Maybe at some point I will look into Fedora and/or Suse Linux guests and find I like those systems better. As long as I can use open source and do the same things (but in a different way), and utilize the paid for operating systems/software - I will continue with virtualization.
Hello everyone, I am jucas1961 from Italy,
I want to apologize for my English in school. I just installed linux (Ubuntu) on an iMac running VMware Fusion and it seems to work well. Then I installed Kaffeine with a broadcast reciver USB. So I'm a beginner.
I am very pleased to have joined this discussion forum.
greeting from Italy.
I am sure there are people that think running linux in vm on proprietary O/S is real good. But from a open source world this really is a set back.
I also disapprove of the use of proprietary software.
But in the real world there are plenty of companies that foolishly demand their employees use insecure operating systems like Windows. Also, sometimes only proprietary Windows software exists for some task, and it may not run under Wine.
In such cases, using a VM to bring in a partial Linux solution is an improvement.
I'm in the position of having to use software that will only run under Windows, specifically Quickbooks for accounting (historical continuity essential) and Lightroom for RAW processing (it's a brilliant piece of software, essential for my work). My son, who actually looks after all the IT needs for our business, persuaded me to try Virtual Box for the Windows stuff. I love using Ubuntu so this is a great solution.
There have been some hiccups along the way, Windows sulks from time to time and our printers aren't supported on Linux. Our Canon i9950 now runs under TurboPrint on Linux, and is 'installed' on XP, but our Canon ipf5000 can only run in XP. But the whole system is faster and more secure, and TurboPrint gives a higher quality print output than Canon's own driver!
The best image viewer bar none, in my opinion, is Irfanview, which runs under Wine.
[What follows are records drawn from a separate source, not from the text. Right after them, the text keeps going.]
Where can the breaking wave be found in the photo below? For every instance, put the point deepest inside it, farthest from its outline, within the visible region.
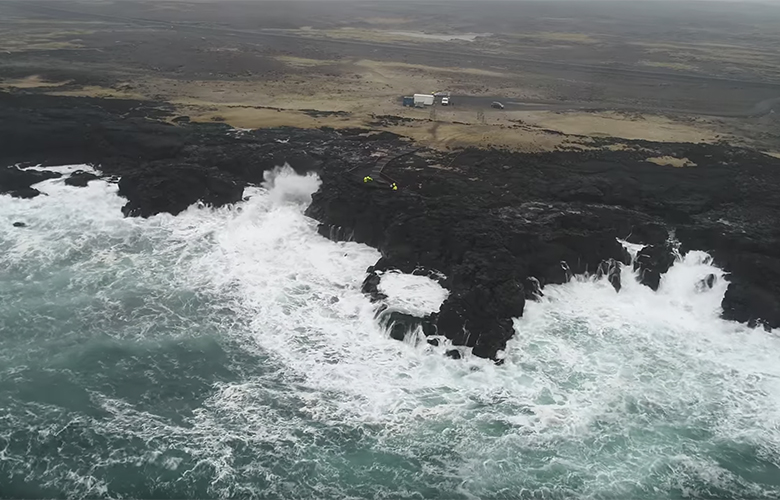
(229, 353)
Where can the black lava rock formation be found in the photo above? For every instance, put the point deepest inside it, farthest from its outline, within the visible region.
(498, 235)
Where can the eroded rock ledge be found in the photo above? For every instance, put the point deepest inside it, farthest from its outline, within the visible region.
(499, 225)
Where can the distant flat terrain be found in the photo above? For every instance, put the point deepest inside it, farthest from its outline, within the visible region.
(697, 73)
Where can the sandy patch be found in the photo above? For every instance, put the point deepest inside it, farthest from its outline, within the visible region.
(30, 82)
(671, 161)
(643, 127)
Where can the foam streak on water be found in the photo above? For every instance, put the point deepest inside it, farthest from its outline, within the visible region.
(229, 353)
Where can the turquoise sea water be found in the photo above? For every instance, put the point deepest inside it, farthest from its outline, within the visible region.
(230, 353)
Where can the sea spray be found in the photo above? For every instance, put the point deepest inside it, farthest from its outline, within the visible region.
(229, 353)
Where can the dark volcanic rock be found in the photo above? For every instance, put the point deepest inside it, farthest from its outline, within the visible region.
(80, 178)
(18, 182)
(499, 235)
(175, 188)
(653, 261)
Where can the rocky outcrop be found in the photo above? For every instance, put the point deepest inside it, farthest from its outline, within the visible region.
(80, 178)
(154, 190)
(498, 226)
(18, 182)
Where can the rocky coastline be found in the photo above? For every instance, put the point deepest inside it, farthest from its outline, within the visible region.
(494, 227)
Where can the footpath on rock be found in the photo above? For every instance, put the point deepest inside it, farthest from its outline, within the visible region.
(494, 227)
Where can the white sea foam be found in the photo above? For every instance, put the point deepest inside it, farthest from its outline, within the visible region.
(602, 394)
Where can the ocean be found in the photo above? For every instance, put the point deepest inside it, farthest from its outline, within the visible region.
(229, 353)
Now, if only Irfan could be persuaded to produce a Linux version...
Distribution: Bodhi Linux 2/3 , Puppy, Knoppix, SliTaz, Raspbian, Kali
Me too, folks. Been wrassling with QEMU / KVM in Ubuntu LTS 8.04.x (mostly) since 9.04 breaks the Intel graphics on this laptop.
Finally acheived a l o n g - a w a i t e d ambition in February when XP ran cleanly and a flurry of small apps that would not WINE well ran inside a safe Linux machine for the first time - a first for me, anyway.
@Drakeo, @KenJackson - yes indeedy, the ideal situation is to use VMs as above, but humans being perverse and curious, my hope is that there will be a trickle of Win hosts migrating to Linux hosting of Windows that grows into a steady stream, eventually.
Doncha just love seeing Windows where it belongs - inside a window?
I start with VMware Workstation, but then i tried vmware-server and i love it!
I test Virtual Box but it did not convinced me, i went back to vmware-server.
Then i tried OpenVZ, and i like it, more than vmware-server, specially because it does not virtualice the hardware, so it is more stable, fast and relieable, also is based on containers, so they are isolate guest OS. I am using VMware-server and OpenVZ, The both are great and the best in virtualization topics.
Now a full and complex scenario can be done with both options, if you need compatibility for others OS than GNU/Linux, vmware-server makes the great complement to do that task.